Tetap saja, seluruh kelompok menahan napas dan mengangkat telinga mereka.
“Ada kurang dari seratus lima puluh ribu anggota Aula Kelas Satu yang terletak di dataran dan seluruh bagian utara permainan.
“Setelah semua seratus ribu anggota di dataran bergabung dalam perang dan setengah dari mereka mati, kita sebenarnya tidak akan menderita kerugian apa pun.
“Ada sesuatu yang telah saya katakan kepada empat master sekte sejak lama, dan mereka juga akan memberikan perintah mereka. Begitu orang-orang kita mati, mereka harus tinggal di Kota Aru dan tidak pergi.
“Jika kita tidak meninggalkan kota, Aula Kelas Satu tidak bisa berbuat apa-apa pada kita. Selain itu, kerugian Aula Kelas Satu akan sangat jelas. Paling tidak, mereka akan memiliki puluhan ribu orang yang akan mati dalam pertempuran.
“Ada seratus lima puluh ribu anggota Aula Kelas Satu di dataran, dan begitu sepertiga dari mereka hilang, Aula Kelas Satu tidak akan memiliki energi untuk peduli dengan dataran atau Kota Aru,” Happy menjelaskan dengan nada biasa. .
Kata-katanya memungkinkan orang untuk segera melihat cahaya.
Serigala Perak dan Debu Merah juga memiliki mata yang menyala, dan mereka langsung memahami situasinya.
“Begitu mereka kehilangan kendali atas Kota Aru, inilah saatnya bagi kita untuk mengumpulkan kekuatan kita dan menghancurkan Aula Kelas Satu!”
“Itu benar, kami memiliki banyak orang dengan gelar militer, dan mereka tidak. Ini adalah keuntungan tetap bagi kami. Selama kita menjaga medan perang di dataran, Aula Kelas Satu akan memiliki lebih sedikit orang di sisi mereka semakin mereka bertarung melawan kita, dan kita tidak akan kehilangan satu orang pun.”
Beberapa orang di batalion mulai bersemangat, sehingga wajah mereka memerah.
“Dream Clouds tidak akan sebodoh itu. Dia tidak akan membiarkan situasi seperti ini terjadi.” Kata-kata Serigala Perak diucapkan dengan cemberut, dan itu seperti baskom berisi air dingin yang dituangkan di atas api kegembiraan yang membara di hati para konspirator, langsung memadamkannya.
“Urk…”
Pada saat itu, seekor merpati putih utusan turun dari langit dengan kepakan sayapnya yang keras. Happy meraihnya.
Ketika dia membuka lipatan surat itu, isi di dalamnya membuatnya terkejut dan senang.
Serigala Perak memperhatikan perubahan emosi Happy, dan dia membuat kudanya lebih dekat dengannya. “Apakah sesuatu terjadi di belakang?”
“Ya.” Happy mengangguk dan mengungkapkan kabar baik yang membuat orang-orang bersemangat.
“Thunderous Battle mengirim surat. Dia mengatakan bahwa tindakan Aula Kelas Satu untuk merebut poin kami terlalu menjijikkan, dan baru saja, dia mengambil sendiri untuk berperang melawan Aula Kelas Satu, dan mereka berhasil membunuh lebih dari empat ribu orang dari Aula Kelas Satu sementara hanya menderita kerugian minimal. Tetapi setidaknya ada setengah dari orang-orang dari Aula Kelas Satu yang seharusnya dikirim ke penjara kekaisaran. Mereka tidak akan bisa keluar selama tiga sampai lima hari.”

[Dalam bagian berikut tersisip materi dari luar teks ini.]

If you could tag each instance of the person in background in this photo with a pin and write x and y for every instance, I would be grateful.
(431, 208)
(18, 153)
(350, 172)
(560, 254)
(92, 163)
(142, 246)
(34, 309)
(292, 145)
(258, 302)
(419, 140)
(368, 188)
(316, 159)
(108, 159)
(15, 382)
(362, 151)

“Seperti yang diharapkan dari Kakak Guntur!” Red Dust sangat bersemangat sehingga dia menampar pahanya. “Ha ha! Kali ini, mereka yang berasal dari Aula Kelas Satu akan tetap tinggal.”
Orang-orang di belakang juga sangat bersemangat. Mereka terus memuji betapa hebatnya gerakan yang dilakukan oleh Thunderous Battle.

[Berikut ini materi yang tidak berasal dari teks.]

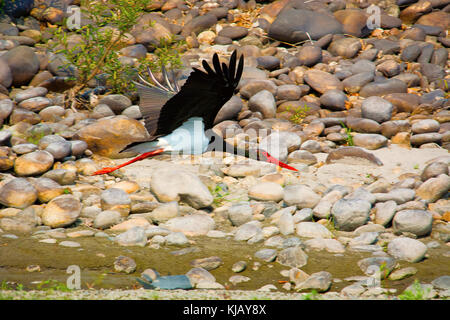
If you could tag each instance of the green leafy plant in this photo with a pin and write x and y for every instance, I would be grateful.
(313, 295)
(416, 293)
(100, 41)
(298, 114)
(348, 135)
(52, 285)
(219, 195)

Serigala Perak awalnya tersenyum juga, tetapi ketika dia melihat ekspresi kontemplatif di wajah Happy, senyum itu hilang. “Apa yang salah?”

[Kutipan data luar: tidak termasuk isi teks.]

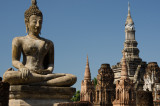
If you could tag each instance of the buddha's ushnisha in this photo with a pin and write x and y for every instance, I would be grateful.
(38, 56)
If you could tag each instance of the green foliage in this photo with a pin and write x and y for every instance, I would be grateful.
(76, 96)
(95, 81)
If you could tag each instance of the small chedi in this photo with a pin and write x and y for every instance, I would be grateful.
(87, 86)
(104, 92)
(132, 77)
(34, 84)
(125, 94)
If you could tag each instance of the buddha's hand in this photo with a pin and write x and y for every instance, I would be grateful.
(45, 71)
(25, 72)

Happy tidak mengatakan apa-apa untuk sesaat. Dia hanya menyipitkan matanya, menarik napas dalam-dalam, dan berkata, “Sepertinya Dream Clouds tidak memberi perintah untuk memisahkan orang-orangnya dari kita.
“Ini adalah kesempatan.”
“Hah?”
Red Dust juga berhenti tersenyum ketika dia mendengar ini, dan dia memiliki ekspresi bingung di wajahnya.
Happy memberikan senyuman yang menggugah pikiran pada Red Dust dan Silver Wolf. “Bukankah aku baru saja mengatakan bahwa aku menantikan Dream Clouds bertarung melawan kita? Karena Dream Clouds sangat ceroboh kali ini, mengapa kita tidak menggunakan kesempatan ini untuk mengambil inisiatif dan melakukan sesuatu yang besar kali ini?”
Segera, empat merpati pos naik ke langit dan menghilang ke dataran yang luas.